Kehati-hatian dalam memilih mitra kerja sama operasi (KSO) dalam pengelolaan kebun sawit sitaan negara menjadi sangat penting. Pelibatan mitra yang tidak kompeten berpotensi mengganggu produktivitas sawit nasional dan memengaruhi program strategis pemerintah terkait pemenuhan kebutuhan biodiesel. Hal ini ditegaskan oleh Dr. Sadino, pakar hukum kehutanan, yang menekankan bahwa pemilihan mitra harus berbasis pada pemahaman mendalam mengenai tata kelola perkebunan sawit yang berkelanjutan.
Sadino menyebutkan bahwa keberhasilan pengelolaan kebun sawit tidak hanya bergantung pada panen Tandan Buah Segar (TBS) yang tinggi, tetapi juga pada perawatan yang ketat untuk menjaga kesehatan kebun. Ia memperingatkan bahwa jika operator KSO hanya fokus pada panen, dampak jangka panjangnya dapat serius, termasuk penurunan produktivitas. “TBS yang baik hanya bisa dihasilkan dari penerapan agronomi yang benar pada setiap tahap,” katanya.

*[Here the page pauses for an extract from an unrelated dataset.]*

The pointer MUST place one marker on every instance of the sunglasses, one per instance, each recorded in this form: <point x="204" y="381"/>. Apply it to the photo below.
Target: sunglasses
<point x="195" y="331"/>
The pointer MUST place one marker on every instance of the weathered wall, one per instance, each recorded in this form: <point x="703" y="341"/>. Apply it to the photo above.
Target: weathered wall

Keputusan strategis pemerintah untuk menguasai kembali 3,1 juta hektar lahan sawit dari total 3,7 juta hektar yang dinilai melanggar aturan mengindikasikan adanya pengawasan yang lebih ketat dalam pengelolaan sumber daya alam ini. Penertiban lahan dilakukan melalui Peraturan Presiden No 5 Tahun 2025, yang memberikan mandat kepada PT Agrinas Palma Nusantara (BUMN) untuk mengelola lahan-lahan tersebut.

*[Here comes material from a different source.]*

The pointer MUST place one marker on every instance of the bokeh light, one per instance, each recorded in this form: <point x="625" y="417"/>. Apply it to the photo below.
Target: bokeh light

Sadino juga menyoroti bahwa investasi dalam sektor sawit berbeda dari sektor tambang, terutama karena sebagian besar kebun saat ini berada dalam masa peremajaan (replanting). “Biaya yang dibutuhkan untuk peremajaan tidak sedikit, sehingga jaminan kepastian usaha dan lahan sangat krusial,” imbuhnya. Kesalahan dalam pengelolaan juga dapat mengancam program biodiesel yang menjadi salah satu fokus pemerintah.

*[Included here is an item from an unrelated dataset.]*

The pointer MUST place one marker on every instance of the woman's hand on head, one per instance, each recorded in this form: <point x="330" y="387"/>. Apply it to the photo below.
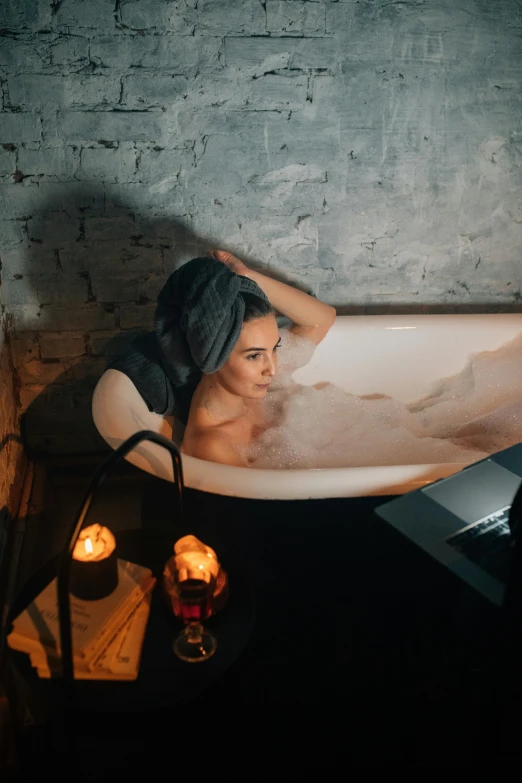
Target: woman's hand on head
<point x="233" y="263"/>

Mengenai pembagian hasil dalam skema KSO, ada kabar yang menyatakan bahwa dibagi 40:60, di mana 40 persen untuk Agrinas dan 60 persen untuk mitra. Namun, Sadino menyatakan bahwa pembagian ini harus melalui kajian yang mendalam dan mempertimbangkan kompleksitas pengelolaan kebun. “Jika hanya mengandalkan panen TBS, pembagian ini mungkin berlaku. Namun, dalam konteks perawatan dan infrastruktur yang lebih rumit, tidak semua kebun memiliki kondisi yang sama,” tuturnya.
Pengelolaan kebun sawit yang baik tidak hanya berguna untuk menghasilkan produk tetapi juga memastikan keberlanjutan sumber daya alam. Ia menekankan perlunya kajian mendalam untuk mencapai kesepakatan yang saling menguntungkan antara Agrinas dan mitra KSO. Jika mitra hanya mengejar TBS tanpa memperhatikan perawatan, ini dapat merugikan produktivitas, dan berdampak buruk pada pasokan untuk biodiesel.
Pentingnya transparansi dalam kemitraan juga ditekankan oleh pejabat PT Agrinas Palma Nusantara. Direktur Utama Agus Sutomo menekankan bahwa pengelolaan kebun harus dilakukan secara profesional dan sesuai dengan aturan hukum yang berlaku. Ia menjelaskan bahwa meskipun agrikultur memiliki tantangan tersendiri, komitmen dan efisiensi harus tetap menjadi prioritas, termasuk mengganti mitra KSO yang tidak menunjukkan komitmen.
Okky Suryono, Senior Executive Vice President Corporate Secretary & ESG Agrinas, menjelaskan semua kemitraan KSO dilakukan langsung antara Agrinas dan calon mitra, tanpa melibatkan pihak ketiga. Ini mencerminkan prinsip tata kelola perusahaan yang baik dan transparansi, menunjukkan bahwa Agrinas terbuka untuk berkolaborasi dengan berbagai pihak, termasuk koperasi dan pelaku UMKM.
Dengan kondisi hukum lahan sitaan yang masih perlu diselesaikan, Sadino berpendapat bahwa hal ini menjadi hambatan besar bagi investor untuk berinvestasi. Ketidakpastian ini bisa mengurangi kepercayaan mitra dalam menanamkan modal. Ia berharap agar pemerintah segera menuntaskan status hukum tersebut, sehingga pengelolaan kebun sawit dapat dilakukan secara optimal dan berkelanjutan. Status yang jelas dapat memberikan rasa aman bagi mitra dan juga masyarakat yang terlibat dalam pengelolaan sumber daya ini.